On Naked Capitalism, Credit Writedowns' Edward Harrison called the Fed's attempt at secrecy "looting and a cover-up plain and simple." As the NY Fed's top regulator, Harrison said, for Geithner "to absolve himself of responsibility is a disgrace." But Felix Salmon, thinking back to the uncertainty surrounding the crisis as it erupted in 2008, entertained the possibility of a different kind of explanation for the Fed's cover-up:
If you read Sorkin's Too Big To Fail, one of the themes running through it is that public-sector officials were in serious panic mode for months, and were convinced that things were much worse than the markets and the press were indicating. It seems they thought that if they just kept things secret, maybe the markets wouldn't find out, and could keep on running in thin air indefinitely. A bit like in the Road Runner cartoons: it's only when you look down and see how bad things are that you actually plunge.

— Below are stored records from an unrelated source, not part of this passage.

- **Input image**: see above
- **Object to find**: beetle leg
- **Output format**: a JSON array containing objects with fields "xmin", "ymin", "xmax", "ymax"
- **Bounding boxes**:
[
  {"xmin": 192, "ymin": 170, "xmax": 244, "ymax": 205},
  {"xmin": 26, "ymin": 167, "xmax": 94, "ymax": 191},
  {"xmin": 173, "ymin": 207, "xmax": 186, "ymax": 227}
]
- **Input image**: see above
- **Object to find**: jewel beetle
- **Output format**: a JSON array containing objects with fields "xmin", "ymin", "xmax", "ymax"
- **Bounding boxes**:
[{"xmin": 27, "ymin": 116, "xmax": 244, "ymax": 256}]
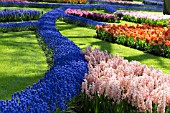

The release of the AIG emails comes on the heels of a New York Times op-ed written by former New York Governor Eliot Spitzer and law professors Frank Partnoy and William Black calling for the online publication of all AIG documents. The trio reiterated their request for full disclosure yesterday in The Huffington Post:
As such, today we are renewing our request for the full public disclosure of all AIG documents. We believe the government should put these documents on-line, thereby establishing an open-source investigation that would allow journalists and citizens the opportunity to piece together the story of what happened at AIG and in so doing more fully understand what happened in the broader financial collapse. AIG -- and more specifically its credit-default swaps exposure -- was an important contributing factor to the crash of the financial markets.